Race/Ethnicity Moderates the Association Between Psychosocial Resilience and Movement‐Evoked Pain in Knee Osteoarthritis
Author(s) -
Bartley Emily J.,
Hossain Nadia I.,
Gravlee Clarence C.,
Sibille Kimberly T.,
Terry Ellen L.,
Vaughn Ivana A.,
Cardoso Josue S.,
Booker Staja Q.,
Glover Toni L.,
Goodin Burel R.,
Sotolongo Adriana,
Thompson Kathryn A.,
Bulls Hailey W.,
Staud Roland,
Edberg Jeffrey C.,
Bradley Laurence A.,
Fillingim Roger B.
Publication year - 2019
Publication title -
acr open rheumatology
Language(s) - English
Resource type - Journals
ISSN - 2578-5745
DOI - 10.1002/acr2.1002
Subject(s) - psychosocial , ethnic group , optimism , moderation , osteoarthritis , medicine , psychology , psychological resilience , physical therapy , clinical psychology , psychiatry , social psychology , alternative medicine , pathology , sociology , anthropology , psychotherapist
Objective Racial/ethnic disparities in pain are well‐recognized, with non‐Hispanic blacks ( NHB s) experiencing greater pain severity and pain‐related disability than non‐Hispanic whites ( NHW s). Although numerous risk factors are posited as contributors to these disparities, there is limited research addressing how resilience differentially influences pain and functioning across race/ethnicity.
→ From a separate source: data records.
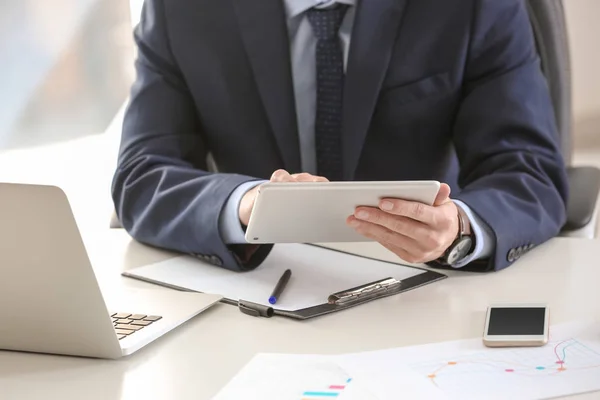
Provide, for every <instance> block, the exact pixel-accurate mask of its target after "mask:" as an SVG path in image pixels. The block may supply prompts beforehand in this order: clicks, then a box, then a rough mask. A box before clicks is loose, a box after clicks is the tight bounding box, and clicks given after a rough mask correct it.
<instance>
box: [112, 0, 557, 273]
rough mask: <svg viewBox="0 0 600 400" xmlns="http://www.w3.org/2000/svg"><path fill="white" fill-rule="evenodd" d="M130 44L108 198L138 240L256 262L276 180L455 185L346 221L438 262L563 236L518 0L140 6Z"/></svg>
mask: <svg viewBox="0 0 600 400" xmlns="http://www.w3.org/2000/svg"><path fill="white" fill-rule="evenodd" d="M135 39H136V43H137V45H138V49H139V53H138V59H137V61H136V69H137V80H136V82H135V84H134V85H133V88H132V93H131V100H130V104H129V107H128V109H127V112H126V115H125V121H124V125H123V133H122V142H121V149H120V154H119V162H118V167H117V170H116V172H115V176H114V181H113V198H114V202H115V207H116V211H117V215H118V217H119V219H120V221H121V223H122V224H123V226H124V227H125V228H126V229H127V230H128V232H129V233H130V234H131V235H132V236H133V237H134V238H136V239H137V240H139V241H140V242H143V243H147V244H150V245H154V246H159V247H164V248H168V249H173V250H177V251H182V252H186V253H191V254H195V255H197V256H198V257H199V258H201V259H203V260H206V261H208V262H211V263H213V264H215V265H221V266H223V267H225V268H229V269H232V270H238V271H241V270H248V269H252V268H255V267H257V266H258V265H260V263H261V262H262V261H263V260H264V258H265V257H266V256H267V255H268V253H269V251H270V249H271V247H272V246H270V245H262V246H254V245H249V244H247V243H245V242H244V235H243V229H244V226H245V224H247V223H248V219H249V217H250V213H251V211H252V205H253V202H254V198H255V196H256V191H257V187H258V186H257V185H260V184H261V183H262V182H263V181H264V180H268V179H271V180H272V181H276V182H280V181H311V180H398V181H401V180H428V179H433V180H438V181H441V182H444V184H443V185H442V187H441V189H440V193H439V194H438V197H437V199H436V202H435V204H434V205H433V206H426V205H423V204H418V203H411V202H407V201H402V200H397V199H385V200H384V201H382V202H381V204H380V205H379V207H378V208H367V209H362V208H359V209H357V210H356V212H355V213H354V215H352V216H349V217H348V220H347V223H348V224H349V225H351V226H353V227H354V228H355V229H356V230H357V231H358V232H360V233H362V234H363V235H365V236H367V237H369V238H372V239H374V240H377V241H379V242H380V243H381V244H382V245H384V246H386V247H387V248H388V249H390V250H391V251H393V252H394V253H396V254H397V255H398V256H399V257H401V258H402V259H404V260H406V261H412V262H427V263H431V264H432V265H439V266H441V267H445V268H461V269H463V270H474V271H490V270H500V269H502V268H505V267H507V266H508V265H510V264H511V263H513V262H514V261H515V260H516V259H518V258H519V256H520V255H521V254H523V253H524V252H526V251H527V250H529V249H530V248H532V247H533V246H535V245H537V244H541V243H543V242H545V241H546V240H548V239H549V238H551V237H552V236H554V235H556V234H557V233H558V232H559V230H560V228H561V227H562V225H563V224H564V221H565V214H566V212H565V203H566V198H567V192H568V190H567V183H566V174H565V167H564V164H563V160H562V159H561V155H560V151H559V148H558V140H557V139H558V138H557V130H556V127H555V124H554V115H553V110H552V105H551V102H550V98H549V92H548V87H547V83H546V81H545V79H544V76H543V74H542V72H541V71H540V63H539V59H538V56H537V53H536V48H535V42H534V38H533V35H532V31H531V28H530V22H529V19H528V14H527V11H526V8H525V6H524V4H523V2H522V1H520V0H502V1H498V0H443V1H442V0H418V1H417V0H378V1H366V0H337V1H333V0H323V1H315V0H261V1H253V0H220V1H209V0H195V1H190V0H146V2H145V6H144V9H143V12H142V18H141V22H140V24H139V26H138V27H137V28H136V30H135ZM209 154H210V156H211V157H212V158H213V159H214V163H215V164H216V167H217V171H218V172H215V171H209V167H208V164H207V157H208V155H209ZM451 193H452V195H451ZM289 211H290V212H294V210H293V209H292V208H290V210H289Z"/></svg>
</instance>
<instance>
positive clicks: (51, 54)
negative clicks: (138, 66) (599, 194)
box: [0, 0, 600, 159]
mask: <svg viewBox="0 0 600 400" xmlns="http://www.w3.org/2000/svg"><path fill="white" fill-rule="evenodd" d="M190 1H191V0H190ZM142 2H143V0H131V1H128V0H0V68H1V73H0V102H1V107H0V150H6V149H14V148H22V147H27V146H38V145H43V144H47V143H52V142H56V141H64V140H69V139H74V138H80V137H82V136H86V135H94V134H98V133H101V132H103V131H104V130H105V129H106V128H107V127H108V125H109V124H110V122H111V120H112V119H113V118H114V117H115V114H116V113H117V112H118V110H119V109H120V107H121V106H122V105H123V103H124V102H125V101H126V99H127V95H128V91H129V86H130V84H131V82H132V80H133V79H134V72H133V57H134V54H135V53H134V46H133V41H132V37H131V29H132V24H135V23H136V21H137V20H138V18H139V12H140V9H141V5H142ZM565 7H566V12H567V17H568V24H569V34H570V42H571V50H572V57H573V72H574V91H573V94H574V116H575V121H576V123H575V132H576V141H575V146H576V150H577V151H580V152H583V153H586V154H587V153H589V152H590V147H592V148H593V150H597V151H599V153H598V154H599V155H598V157H597V158H598V159H600V149H598V148H599V147H600V74H598V71H600V43H599V42H598V38H600V24H598V23H597V18H598V16H599V15H600V1H598V0H567V1H566V2H565ZM586 158H588V157H586Z"/></svg>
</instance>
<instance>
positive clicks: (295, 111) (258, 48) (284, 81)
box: [233, 0, 301, 173]
mask: <svg viewBox="0 0 600 400" xmlns="http://www.w3.org/2000/svg"><path fill="white" fill-rule="evenodd" d="M233 5H234V8H235V12H236V15H237V19H238V23H239V27H240V31H241V37H242V40H243V42H244V46H245V48H246V52H247V55H248V59H249V60H250V64H251V66H252V70H253V73H254V78H255V80H256V84H257V86H258V91H259V93H260V96H261V99H262V102H263V105H264V108H265V110H266V113H267V117H268V118H269V122H270V124H271V128H272V130H273V133H274V134H275V139H276V141H277V145H278V147H279V151H280V152H281V156H282V159H283V163H284V166H285V168H286V169H287V170H288V171H289V172H290V173H293V172H300V169H301V161H300V145H299V141H298V124H297V122H296V110H295V101H294V88H293V83H292V72H291V61H290V51H289V40H288V32H287V26H286V17H285V10H284V8H283V7H284V6H283V0H262V1H252V0H233Z"/></svg>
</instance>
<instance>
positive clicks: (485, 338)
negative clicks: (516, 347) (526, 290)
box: [483, 303, 549, 347]
mask: <svg viewBox="0 0 600 400" xmlns="http://www.w3.org/2000/svg"><path fill="white" fill-rule="evenodd" d="M548 319H549V309H548V305H547V304H539V303H523V304H493V305H490V306H489V307H488V310H487V315H486V318H485V329H484V332H483V344H485V345H486V346H488V347H524V346H543V345H545V344H546V343H548V322H549V321H548Z"/></svg>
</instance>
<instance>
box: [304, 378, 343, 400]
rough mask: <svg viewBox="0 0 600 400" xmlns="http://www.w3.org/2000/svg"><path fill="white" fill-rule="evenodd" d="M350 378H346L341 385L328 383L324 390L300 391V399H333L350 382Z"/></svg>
mask: <svg viewBox="0 0 600 400" xmlns="http://www.w3.org/2000/svg"><path fill="white" fill-rule="evenodd" d="M351 380H352V378H348V379H346V382H345V383H344V384H342V385H340V384H336V385H329V386H327V388H326V389H325V390H308V391H305V392H304V393H302V397H301V400H318V399H334V398H336V397H338V396H339V395H340V394H342V392H343V391H344V389H346V386H347V385H348V384H349V383H350V381H351Z"/></svg>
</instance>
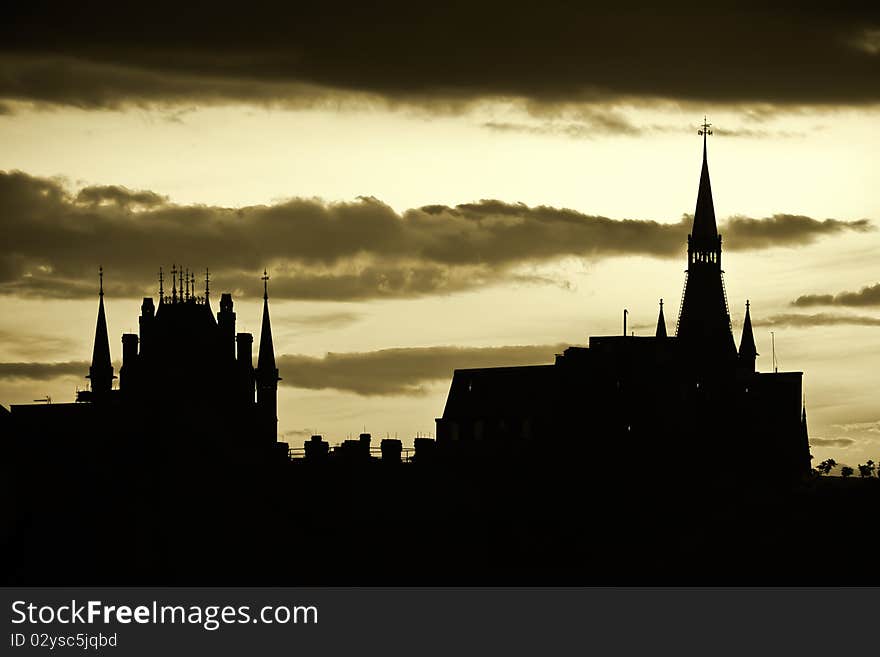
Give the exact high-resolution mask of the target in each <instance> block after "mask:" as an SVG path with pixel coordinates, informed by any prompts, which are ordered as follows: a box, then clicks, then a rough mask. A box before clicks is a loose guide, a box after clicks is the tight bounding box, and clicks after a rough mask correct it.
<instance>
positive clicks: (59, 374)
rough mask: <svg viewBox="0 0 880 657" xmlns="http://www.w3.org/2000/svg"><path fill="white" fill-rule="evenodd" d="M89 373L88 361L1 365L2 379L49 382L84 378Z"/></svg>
mask: <svg viewBox="0 0 880 657" xmlns="http://www.w3.org/2000/svg"><path fill="white" fill-rule="evenodd" d="M88 371H89V363H88V362H87V361H67V362H65V363H0V379H7V380H16V379H30V380H33V381H49V380H50V379H58V378H60V377H69V376H73V377H77V378H83V377H84V376H85V375H86V374H88Z"/></svg>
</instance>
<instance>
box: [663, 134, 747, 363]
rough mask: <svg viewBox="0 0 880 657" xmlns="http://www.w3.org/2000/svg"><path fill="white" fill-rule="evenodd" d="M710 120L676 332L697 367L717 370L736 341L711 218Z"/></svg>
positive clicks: (691, 358) (716, 233)
mask: <svg viewBox="0 0 880 657" xmlns="http://www.w3.org/2000/svg"><path fill="white" fill-rule="evenodd" d="M710 125H711V124H710V123H709V122H708V121H706V120H705V118H704V119H703V124H702V129H701V130H699V134H700V135H702V137H703V168H702V171H701V173H700V188H699V191H698V193H697V209H696V211H695V212H694V225H693V228H692V229H691V233H690V235H688V270H687V271H688V273H687V279H686V281H685V290H684V298H683V299H682V304H681V313H680V314H679V316H678V327H677V330H676V335H677V336H678V337H679V338H680V339H681V340H682V341H683V342H684V343H685V346H686V348H687V350H688V351H689V352H690V354H691V360H692V362H693V363H694V365H695V366H696V367H698V368H699V369H705V370H707V371H718V365H720V364H721V363H726V364H727V365H730V366H734V365H735V363H736V356H737V354H736V344H735V342H734V340H733V331H732V329H731V326H730V310H729V308H728V307H727V294H726V293H725V291H724V277H723V272H722V270H721V235H719V234H718V228H717V226H716V224H715V206H714V204H713V202H712V186H711V184H710V183H709V164H708V160H707V157H706V138H707V137H708V135H710V134H712V131H711V130H709V126H710Z"/></svg>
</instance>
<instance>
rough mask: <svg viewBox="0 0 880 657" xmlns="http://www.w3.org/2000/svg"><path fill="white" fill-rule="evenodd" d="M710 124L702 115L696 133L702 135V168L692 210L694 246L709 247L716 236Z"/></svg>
mask: <svg viewBox="0 0 880 657" xmlns="http://www.w3.org/2000/svg"><path fill="white" fill-rule="evenodd" d="M711 125H712V124H711V123H709V122H707V121H706V117H703V125H702V129H701V130H698V131H697V134H700V135H702V136H703V169H702V170H701V171H700V190H699V192H698V193H697V208H696V210H694V226H693V230H692V231H691V235H692V236H693V239H694V241H695V242H696V244H695V247H696V248H697V249H700V247H708V248H711V247H712V246H714V242H715V240H716V239H717V238H718V226H717V224H716V223H715V204H714V202H713V201H712V183H711V182H710V180H709V161H708V157H707V154H706V153H707V148H706V137H707V136H708V135H711V134H712V131H711V130H710V129H709V128H710V126H711Z"/></svg>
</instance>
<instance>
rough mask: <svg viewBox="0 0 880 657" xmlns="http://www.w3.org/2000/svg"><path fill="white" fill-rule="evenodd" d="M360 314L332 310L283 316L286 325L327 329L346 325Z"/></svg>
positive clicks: (355, 320)
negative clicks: (292, 316) (313, 314)
mask: <svg viewBox="0 0 880 657" xmlns="http://www.w3.org/2000/svg"><path fill="white" fill-rule="evenodd" d="M360 318H361V316H360V315H359V314H358V313H353V312H346V311H340V312H334V313H317V314H314V315H297V316H296V317H285V319H284V324H285V325H286V326H291V325H292V326H296V327H300V328H307V329H310V328H315V329H328V328H339V327H342V326H348V325H350V324H354V323H355V322H356V321H358V320H359V319H360Z"/></svg>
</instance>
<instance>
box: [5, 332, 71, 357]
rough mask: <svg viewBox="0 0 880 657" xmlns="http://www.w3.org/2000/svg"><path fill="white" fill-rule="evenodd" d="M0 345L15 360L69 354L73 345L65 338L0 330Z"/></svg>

Therefore, this study examined associations between measures of psychosocial resilience, clinical pain, and functional performance among adults with knee osteoarthritis ( OA ), and assessed the moderating role of race/ethnicity on these relationships. Methods In a secondary analysis of the Understanding Pain and Limitations in Osteoarthritic Disease ( UPLOAD ‐2) study, 201 individuals with knee OA ( NHB = 105, NHW = 96) completed measures of resilience (ie, trait resilience, optimism, positive well‐being, social support, positive affect) and clinical pain, as well as a performance‐based measure assessing lower‐extremity function and movement‐evoked pain. Results Bivariate analyses showed that higher levels of psychosocial resilience were associated with lower clinical pain and disability and more optimal physical functioning. NHB s reported greater pain and disability, poorer lower‐extremity function, and higher movement‐evoked pain compared with NHW s; however, measures of psychosocial resilience were similar across race/ethnicity. In moderation analyses, higher optimism and positive well‐being were protective against movement‐evoked pain in NHB s, whereas higher levels of positive affect were associated with greater movement‐evoked pain in NHW s. Conclusion Our findings underscore the importance of psychosocial resilience on OA ‐related pain and function and highlight the influence of race/ethnicity on the resilience‐pain relationship. Treatments aimed at targeting resilience may help mitigate racial/ethnic disparities in pain.